Hitting back at the haters. Madonna defended her 2018 MTV Video Music Awards speech honoring Aretha Franklin after catching wind of the backlash.
“I was asked to present video of the year by MTV! And then hey asked me to share any anecdotes I had in my career connected to Aretha Franklin! I shared a part of my journey and thanked Aretha for inspiring me along the way,” the “Like a Prayer” songstress, 60, captioned an Instagram photo of herself posing next to Camila Cabello on Tuesday, August 21. “I did not intend to do a tribute to her! That would be impossible in 2 minutes with all the noise and tinsel of an award show. I could never do her justice in this context or environment. Unfortunately most people have short attention spans, and are so quick to judge. I love Aretha! R.E.S.P.E.C.T.”
Madonna made headlines on Monday, August 20, after viewers criticized her remarks about Franklin, who died on August 16 at the age of 76. Many felt that Madonna did not really honor the late Queen of Soul, but instead, used the moment to reflect on her own career.
“I hope the vmas plan to issue a public apology for allowing Madonna to disrespect Aretha Franklin’s legacy like that #VMAs,” one tweeter wrote on Monday. Added another, “I’m so lost. I thought Madonna was supposed to be paying homage to Aretha.”
Before Madonna’s much-discussed speech, the award show celebrated Franklin by sharing a video of her singing “I Say a Little Prayer.” A-list audience members, including Jennifer Lopez and Cabello, teared up during the heartfelt moment.

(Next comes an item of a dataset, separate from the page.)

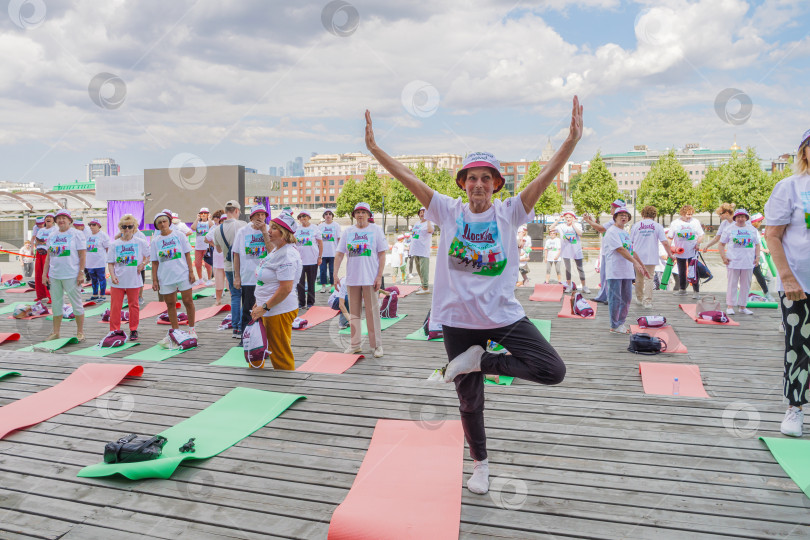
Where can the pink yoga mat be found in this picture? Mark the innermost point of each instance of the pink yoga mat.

Franklin’s family issued a statement following her death and battle with pancreatic cancer. “In one of the darkest moments of our lives, we are not able to find the appropriate words to express the pain in our heart,” the statement read. “We have lost the matriarch and rock of our family. The love she had for her children, grandchildren, nieces, nephews and cousins knew no bounds.”
The legendary singer will be laid to rest on Friday, August 31, in a private service at Greater Grace Temple in Detroit. A public viewing will take place on Tuesday, August 28, and Wednesday, August 29, at Detroit’s Charles H. Wright Museum of African American History.